Direct time radio variability induced by non-axisymmetric standing accretion shock instability: implications for M87

TL;DR

This paper demonstrates the first direct simulation of time-variable radio images caused by non-axisymmetric shock instabilities in black hole accretion flows, with implications for observing M87's dynamic environment.

Contribution

It introduces a general relativistic simulation of shock-induced radio variability around black holes, linking theoretical models with potential future observations of M87.

Findings

Predicted radio images show variability near 15 Schwarzschild radii.

Results align with existing radio spectra and VLBA observations of M87.
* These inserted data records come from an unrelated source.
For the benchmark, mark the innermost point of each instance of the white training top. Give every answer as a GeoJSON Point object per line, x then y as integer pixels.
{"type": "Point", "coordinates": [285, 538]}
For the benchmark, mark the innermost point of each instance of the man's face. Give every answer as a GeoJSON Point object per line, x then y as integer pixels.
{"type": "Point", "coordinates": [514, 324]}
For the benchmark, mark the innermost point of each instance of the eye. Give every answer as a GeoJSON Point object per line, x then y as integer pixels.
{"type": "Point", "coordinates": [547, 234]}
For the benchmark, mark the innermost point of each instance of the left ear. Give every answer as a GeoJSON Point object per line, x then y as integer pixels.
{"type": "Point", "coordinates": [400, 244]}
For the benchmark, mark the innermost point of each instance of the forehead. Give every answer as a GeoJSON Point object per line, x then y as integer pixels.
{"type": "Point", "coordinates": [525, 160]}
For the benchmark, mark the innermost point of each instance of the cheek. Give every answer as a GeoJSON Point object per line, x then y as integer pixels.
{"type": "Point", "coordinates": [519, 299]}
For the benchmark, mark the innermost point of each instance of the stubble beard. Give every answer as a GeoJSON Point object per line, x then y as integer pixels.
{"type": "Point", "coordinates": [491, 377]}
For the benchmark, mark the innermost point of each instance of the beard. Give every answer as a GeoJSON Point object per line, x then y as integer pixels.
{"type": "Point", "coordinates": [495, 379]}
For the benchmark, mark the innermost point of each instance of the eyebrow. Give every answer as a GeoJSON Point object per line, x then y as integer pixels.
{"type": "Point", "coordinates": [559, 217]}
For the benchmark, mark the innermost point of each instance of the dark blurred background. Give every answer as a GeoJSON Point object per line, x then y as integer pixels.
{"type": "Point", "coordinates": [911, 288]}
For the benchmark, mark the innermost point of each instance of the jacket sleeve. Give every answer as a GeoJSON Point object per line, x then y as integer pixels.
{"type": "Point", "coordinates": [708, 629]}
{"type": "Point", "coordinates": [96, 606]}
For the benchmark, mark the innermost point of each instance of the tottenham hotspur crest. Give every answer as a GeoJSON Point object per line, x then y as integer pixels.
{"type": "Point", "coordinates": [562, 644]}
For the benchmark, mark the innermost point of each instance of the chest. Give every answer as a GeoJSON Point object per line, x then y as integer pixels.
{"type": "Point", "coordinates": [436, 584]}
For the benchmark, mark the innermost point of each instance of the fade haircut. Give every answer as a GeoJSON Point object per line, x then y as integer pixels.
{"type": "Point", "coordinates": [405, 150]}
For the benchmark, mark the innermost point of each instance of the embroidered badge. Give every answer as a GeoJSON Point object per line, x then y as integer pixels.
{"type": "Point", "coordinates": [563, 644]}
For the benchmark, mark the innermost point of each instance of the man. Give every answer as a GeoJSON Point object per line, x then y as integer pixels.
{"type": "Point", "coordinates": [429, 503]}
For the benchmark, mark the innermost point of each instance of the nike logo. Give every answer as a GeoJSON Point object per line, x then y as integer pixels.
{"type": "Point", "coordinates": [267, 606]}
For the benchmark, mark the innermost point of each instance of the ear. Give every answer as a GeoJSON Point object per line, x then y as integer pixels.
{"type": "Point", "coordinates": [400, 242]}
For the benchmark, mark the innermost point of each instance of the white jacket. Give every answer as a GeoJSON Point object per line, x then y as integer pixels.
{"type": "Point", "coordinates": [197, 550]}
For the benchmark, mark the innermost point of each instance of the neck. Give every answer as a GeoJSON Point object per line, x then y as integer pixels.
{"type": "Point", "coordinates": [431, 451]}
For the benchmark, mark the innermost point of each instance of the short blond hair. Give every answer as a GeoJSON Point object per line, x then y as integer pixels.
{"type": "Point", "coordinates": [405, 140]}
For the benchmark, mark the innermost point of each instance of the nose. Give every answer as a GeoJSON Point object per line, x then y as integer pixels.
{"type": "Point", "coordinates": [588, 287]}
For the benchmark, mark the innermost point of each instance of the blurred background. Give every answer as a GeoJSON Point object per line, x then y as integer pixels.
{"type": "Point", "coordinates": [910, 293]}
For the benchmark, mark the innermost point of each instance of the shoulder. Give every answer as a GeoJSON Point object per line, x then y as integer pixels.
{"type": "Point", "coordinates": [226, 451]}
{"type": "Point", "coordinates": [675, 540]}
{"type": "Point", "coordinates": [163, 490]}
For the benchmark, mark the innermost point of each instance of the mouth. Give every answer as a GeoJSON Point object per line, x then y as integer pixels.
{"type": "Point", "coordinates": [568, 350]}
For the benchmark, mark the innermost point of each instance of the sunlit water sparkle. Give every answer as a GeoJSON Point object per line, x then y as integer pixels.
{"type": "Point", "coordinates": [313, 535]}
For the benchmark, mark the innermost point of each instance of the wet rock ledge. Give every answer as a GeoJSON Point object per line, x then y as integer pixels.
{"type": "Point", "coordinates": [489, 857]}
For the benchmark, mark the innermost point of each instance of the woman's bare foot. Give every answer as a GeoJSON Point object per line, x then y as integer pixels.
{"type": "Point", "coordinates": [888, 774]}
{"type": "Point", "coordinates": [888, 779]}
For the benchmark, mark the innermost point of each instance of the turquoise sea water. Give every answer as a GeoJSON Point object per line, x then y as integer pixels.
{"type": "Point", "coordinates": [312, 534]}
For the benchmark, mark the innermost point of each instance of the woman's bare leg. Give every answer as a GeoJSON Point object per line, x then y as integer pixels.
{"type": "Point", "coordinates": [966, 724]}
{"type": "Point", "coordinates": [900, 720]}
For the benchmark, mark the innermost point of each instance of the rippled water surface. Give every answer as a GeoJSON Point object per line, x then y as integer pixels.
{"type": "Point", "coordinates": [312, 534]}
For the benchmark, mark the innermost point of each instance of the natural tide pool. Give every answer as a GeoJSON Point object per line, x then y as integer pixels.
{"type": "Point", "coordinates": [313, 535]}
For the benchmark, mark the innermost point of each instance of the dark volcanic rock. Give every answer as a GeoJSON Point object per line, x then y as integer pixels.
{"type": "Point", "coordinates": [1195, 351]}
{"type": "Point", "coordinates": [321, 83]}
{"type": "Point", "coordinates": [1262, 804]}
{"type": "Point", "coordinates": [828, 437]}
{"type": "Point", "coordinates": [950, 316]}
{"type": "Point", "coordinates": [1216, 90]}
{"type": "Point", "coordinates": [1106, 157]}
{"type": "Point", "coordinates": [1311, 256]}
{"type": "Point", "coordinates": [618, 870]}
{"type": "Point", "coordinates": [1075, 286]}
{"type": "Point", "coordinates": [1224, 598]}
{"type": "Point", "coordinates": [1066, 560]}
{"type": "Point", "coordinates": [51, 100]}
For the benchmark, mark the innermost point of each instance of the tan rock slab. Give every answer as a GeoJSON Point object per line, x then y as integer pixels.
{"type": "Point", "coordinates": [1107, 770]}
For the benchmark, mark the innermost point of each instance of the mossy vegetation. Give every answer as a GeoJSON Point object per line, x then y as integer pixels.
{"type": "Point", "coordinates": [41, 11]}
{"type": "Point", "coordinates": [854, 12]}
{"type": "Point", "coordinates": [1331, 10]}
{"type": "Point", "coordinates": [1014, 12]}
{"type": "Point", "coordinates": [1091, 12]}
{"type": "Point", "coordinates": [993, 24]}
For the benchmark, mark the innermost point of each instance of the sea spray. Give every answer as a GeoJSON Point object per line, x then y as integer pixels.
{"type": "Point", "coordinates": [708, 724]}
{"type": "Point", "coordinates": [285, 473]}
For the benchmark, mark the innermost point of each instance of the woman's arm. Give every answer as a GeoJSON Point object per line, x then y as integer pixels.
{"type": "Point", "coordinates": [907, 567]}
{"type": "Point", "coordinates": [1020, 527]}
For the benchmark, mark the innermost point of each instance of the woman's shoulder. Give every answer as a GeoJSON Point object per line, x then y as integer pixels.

Suggests detectability of variability with future space telescopes.

Abstract

We show for the first time the direct time variable radio images in the context of shocked accretion flows around a black hole under the general relativistic treatment of both hydrodynamics and radiation transfer. Time variability around a black hole can be induced by the non-axisymmetric standing accretion shock instability (namely Black Hole SASI). Since the spiral arm shock waves generate the density and temperature waves at the post shock region, they cause time variability in the black hole vicinity. Based on our dynamical simulations, we discuss a possibility of detection for the time variable radio images of M87 by the future space telescope VSOP2/ASTRO-G satellite. The most luminous part of the images is predicted to be near 15 Schwarzschild radii for some snapshots. We show that our results are consistent with existing observational data such as timeaveraged radio spectra, VLBA images and variability timescale for M87. We also discuss observations of M87 with millimeter and sub-millimeter interferometers.